Homozygous clones generate cuticle patterning defects in the prescutum.
Homozygous clones induced in the third larval instar adopt a round and compact morphology and tend to segregate from the surrounding bowl[+] cells.
Somatic mutant clones induced in the antennal disc during L1 result in ectopic antennae formation, containing both proximal and distal antennal segments.
Mutant somatic clones in the ventral-posterior rim of the antennal disc lobe in L1 result in ventral eyelet formation and differentiation of mutant cells into photoreceptors in the adult eye.
Most homozygous clones generated at the early first larval instar in the disc proper of the wing disc survive.

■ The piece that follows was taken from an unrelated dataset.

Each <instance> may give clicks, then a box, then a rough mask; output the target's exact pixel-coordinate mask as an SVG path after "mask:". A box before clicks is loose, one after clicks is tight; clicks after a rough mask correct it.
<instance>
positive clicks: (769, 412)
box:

Only 50% of homozygous clones generated at the early first larval instar in the peripodial epithelium of the wing disc survive, with most surviving near the disc stalk.
Homozygous clones generated at the second larval instar in the peripodial epithelium or disc proper of the wing disc both survive.

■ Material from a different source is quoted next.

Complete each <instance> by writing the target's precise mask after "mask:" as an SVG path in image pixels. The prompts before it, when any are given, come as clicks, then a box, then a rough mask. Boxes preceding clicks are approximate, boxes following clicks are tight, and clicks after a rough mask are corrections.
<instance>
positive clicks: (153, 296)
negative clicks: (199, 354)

Homozygous clones in the eye disc (induced during the first larval instar) that span the margin cause either a delay in, or the inhibition of, retinal initiation.
Mutant clones in the distal parts of the leg are associated with tarsal segment fusions, as the joints fail to form within the mutant tissue. This joint loss is cell autonomous. In some cases where the mutant clone only forms a small part of the leg, no defects in segmentation are seen. In the proximal part of the leg, mutant clones are not associated with leg segment fusion, but rather with dark melanotic protrusions from the leg cuticle, which always occur near the site of an endogenous joint. Legs comprised almost entirely of mutant clone tissue (large clones induced using the Minute technique) show a failure of joint formation in segments extending from the tibia to tarsal segment 5, but proximal joints form normally.
Mutant embryos at stage 16 have hindguts about half the size of wild-type. These hindguts have larger lumens and two or three more cells in their circumference than those of wild-type. Hindguts are club shaped and smaller in both length and diameter. Hindgut epithelial cells are taller and narrower than seen in wild-type. The "boundary cells" that normally run the length of the large intestine are duplicated. Cell proliferation and apoptosis appear normal in mutant hindguts. Hindguts contain slightly fewer cells than wild-type. The visceral mesoderm is also normal in these mutants.
Homozygous embryos exhibit the 'tail-up' phenotype and defects in the mandible and maxilla. Hindgut is drastically reduced, proventriculus is absent. Second abdominal denticle belt is missing and the sixth abdominal denticle belt is defective in bowl1/bowl3 transheterozygotes. Lateralgraten is shortened and the ventral arm reduced in bowl1/bowl2 transheterozygotes.